Almost inevitably, unless our economy surpasses the most optimistic predictions, more of the family silver will come into play if the €3bn target is not reached sometime next year, a time scale suggested by Taoiseach Enda Kenny.
ICTU general secretary David Begg reflected the views of a great many people when he expressed relief that the wholesale sell-off of assets, as had been proposed in the July 2009 McCarthy report, has not materialised — as yet.
The ESB — and possibly an entity yet to be established, a national water supply company — was the focus of most concern. The energy company is such a cornerstone in this society that even the most ardent neo-conservative might have baulked before surrendering it to the highest bidder.
Ironically, the prospect of confronting a well-organised and “spoilt” workforce and the company’s pension deficit — something in the region of €2bn — may have made the organisation less attractive to international investors than might be imagined.
If Mr Beggs reflected the immediate relief yesterday President Higgins, speaking in London on the eve of the announcement, was far less compromising about privatisation, voluntary or forced.
The President described the process as “the road back to autocracy” and warned that it “will leave a hollowed-out state bereft of anything to attract the support of citizens”.

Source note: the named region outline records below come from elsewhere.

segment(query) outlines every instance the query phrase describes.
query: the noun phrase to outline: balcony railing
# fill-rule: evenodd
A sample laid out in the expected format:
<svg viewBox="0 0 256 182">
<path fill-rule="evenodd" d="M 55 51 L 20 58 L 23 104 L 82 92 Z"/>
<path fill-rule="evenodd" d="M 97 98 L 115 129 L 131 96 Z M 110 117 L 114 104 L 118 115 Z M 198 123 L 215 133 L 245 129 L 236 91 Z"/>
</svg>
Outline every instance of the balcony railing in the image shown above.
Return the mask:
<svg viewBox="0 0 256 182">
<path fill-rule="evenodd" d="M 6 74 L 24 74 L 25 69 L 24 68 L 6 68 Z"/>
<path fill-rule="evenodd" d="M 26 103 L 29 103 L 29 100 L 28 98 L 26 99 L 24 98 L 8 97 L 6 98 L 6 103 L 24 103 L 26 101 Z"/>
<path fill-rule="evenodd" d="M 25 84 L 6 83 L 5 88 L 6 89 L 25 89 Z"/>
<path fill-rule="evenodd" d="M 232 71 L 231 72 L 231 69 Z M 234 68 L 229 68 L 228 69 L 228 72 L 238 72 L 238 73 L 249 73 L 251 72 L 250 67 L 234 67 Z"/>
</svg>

The betrayal of many societies by laissez-faire governments, reckless, amoral banks and too many citizens blinded by greed may have convinced some people who would have once rejected this argument to change their mind.
Maybe this shift might make it more difficult in the future to force the sale of assets nurtured by this society for the benefit of all citizens to hedge funds and privateers whose moral compass does not even recognise social development or protection.
We should consider too how much our situation might be changed by selling State assets. If yesterday’s announcement comes to full fruition subsequent sales will cover about 2% of our national debt. If we decide to sell our strongest assets it is unlikely that we could pay much more than 10% of our debts.
Are we, even at this low ebb, really prepared to sell institutions that, for all their faults, stand between us and what may be the very worst manifestations of market forces to achieve that?
As Mr Higgins so correctly stated the consequences would be far greater than just monetary.